Memory state around the buggy address:
 ffff8881125a9e00: 00 00 00 00 00 00 00 00 fc fc fc fc fc fc fc fc
 ffff8881125a9e80: 00 00 00 00 00 00 fc fc fc fc fc fc fc fc fc fc
>ffff8881125a9f00: 00 00 00 00 00 00 00 00 fc fc fc fc fc fc fc fc
                                           ^
 ffff8881125a9f80: 00 00 00 00 00 00 00 00 fc fc fc fc fc fc fc fc
 ffff8881125aa000: fa fb fb fb fb fb fb fb fb fb fb fb fb fb fb fb
==================================================================


***

If these findings have caused you to resend the series or submit a
separate fix, please add the following tag to your commit message:
  Tested-by: syzbot@syzkaller.appspotmail.com

---
This report is generated by a bot.

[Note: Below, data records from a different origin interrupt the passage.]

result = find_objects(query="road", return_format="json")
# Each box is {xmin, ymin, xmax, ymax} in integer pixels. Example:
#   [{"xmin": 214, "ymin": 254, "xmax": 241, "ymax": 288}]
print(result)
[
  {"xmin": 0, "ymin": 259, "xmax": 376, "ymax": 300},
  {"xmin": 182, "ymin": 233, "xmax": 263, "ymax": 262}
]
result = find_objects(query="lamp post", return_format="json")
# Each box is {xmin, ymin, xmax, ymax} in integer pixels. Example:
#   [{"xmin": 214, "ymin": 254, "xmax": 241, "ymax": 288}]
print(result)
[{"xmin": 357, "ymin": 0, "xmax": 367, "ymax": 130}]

It may contain errors.
syzbot ci engineers can be reached at syzkaller@googlegroups.com.

To test a patch for this bug, please reply with `#syz test`
(should be on a separate line).

The patch should be attached to the email.
Note: arguments like custom git repos and branches are not supported.